Jak ustaliła telewizja TVE24, pomimo policyjnych deklaracji o spokojnym przebiegu niedzielnych protestów w Katalonii, wieczorem funkcjonariusze interweniowali, aby usunąć siłą osoby blokujące kilka tras szybkiego ruchu w regionie.

Do przepychanek manifestantów z katalońską policją doszło też pod siedzibą przedstawicielstwa rządu Hiszpanii w Katalonii. Protestujący krzyczeli do funkcjonariuszy: “Chodźcie z nami!” i “Zdrajcy!”. Wobec najbardziej agresywnych uczestników manifestacji, którzy w policjantów rzucali m.in. zapalniczkami i puszkami, użyto pałek.

Reklama

W trakcie protestów, które poza Barceloną odbyłwają się też w innych miastach regionu, m.in. w Geronie, Leridzie, Reus i Tarragonie, manifestanci domagają się wypuszczenia Puigdemonta oraz innych dziewięciu osadzonych polityków katalońskich. Większość pikiet zorganizowano pod siedzibami przedstawicielstw hiszpańskiego rządu centralnego z inicjatywy największych katalońskich organizacji proniepodległościowych Omnium Cultural, Zgromadzenia Narodowego Katalonii (ANC) i Komitetów Obrony Republiki (CDR).

Podstawą do zatrzymania Puigdemonta, który wracał samochodem z Finlandii do Belgii, gdzie mieszkał od końca października ub.r. w obawie przed aresztowaniem w Hiszpanii, był międzynarodowy nakaz aresztowania wydany ponownie w piątek przez hiszpański Sąd Najwyższy.

Puigdemont jest w Hiszpanii oskarżony o rebelię i malwersację funduszy, jak określono wydanie przez jego gabinet środków na nieuznawane przez Madryt referendum niepodległościowe z 1 października ub.r. Grozi mu do 30 lat więzienia.
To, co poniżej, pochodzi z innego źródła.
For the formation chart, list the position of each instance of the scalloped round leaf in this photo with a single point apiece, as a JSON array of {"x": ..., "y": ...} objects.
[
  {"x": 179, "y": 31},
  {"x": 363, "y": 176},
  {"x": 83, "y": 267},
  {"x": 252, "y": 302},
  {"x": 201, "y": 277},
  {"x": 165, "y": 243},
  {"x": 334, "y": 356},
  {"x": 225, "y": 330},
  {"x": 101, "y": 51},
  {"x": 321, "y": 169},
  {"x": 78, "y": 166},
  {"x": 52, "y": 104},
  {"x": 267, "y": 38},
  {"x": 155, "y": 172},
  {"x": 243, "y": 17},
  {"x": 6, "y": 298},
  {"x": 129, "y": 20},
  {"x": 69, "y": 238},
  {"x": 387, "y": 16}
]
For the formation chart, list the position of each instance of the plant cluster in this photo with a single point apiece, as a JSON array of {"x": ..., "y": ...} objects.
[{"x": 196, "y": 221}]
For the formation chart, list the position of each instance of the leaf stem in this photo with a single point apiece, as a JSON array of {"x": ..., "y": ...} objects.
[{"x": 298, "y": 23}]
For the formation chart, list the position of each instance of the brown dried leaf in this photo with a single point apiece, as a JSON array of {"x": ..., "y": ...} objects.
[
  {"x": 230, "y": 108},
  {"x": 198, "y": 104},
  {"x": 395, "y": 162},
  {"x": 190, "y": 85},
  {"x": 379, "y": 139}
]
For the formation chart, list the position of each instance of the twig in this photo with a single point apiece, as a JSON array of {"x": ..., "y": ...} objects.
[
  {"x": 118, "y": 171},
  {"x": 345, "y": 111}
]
Wyjazd Puigdemonta do Finlandii służył propagowaniu w tym kraju idei niepodległości Katalonii. W sobotę mimo deklaracji swojego adwokata, że zgłosi się na jednym z komisariatów, Puigdemont wyjechał niespodziewanie z Finlandii, rezygnując z wcześniej zaplanowanej podróży samolotem do Brukseli.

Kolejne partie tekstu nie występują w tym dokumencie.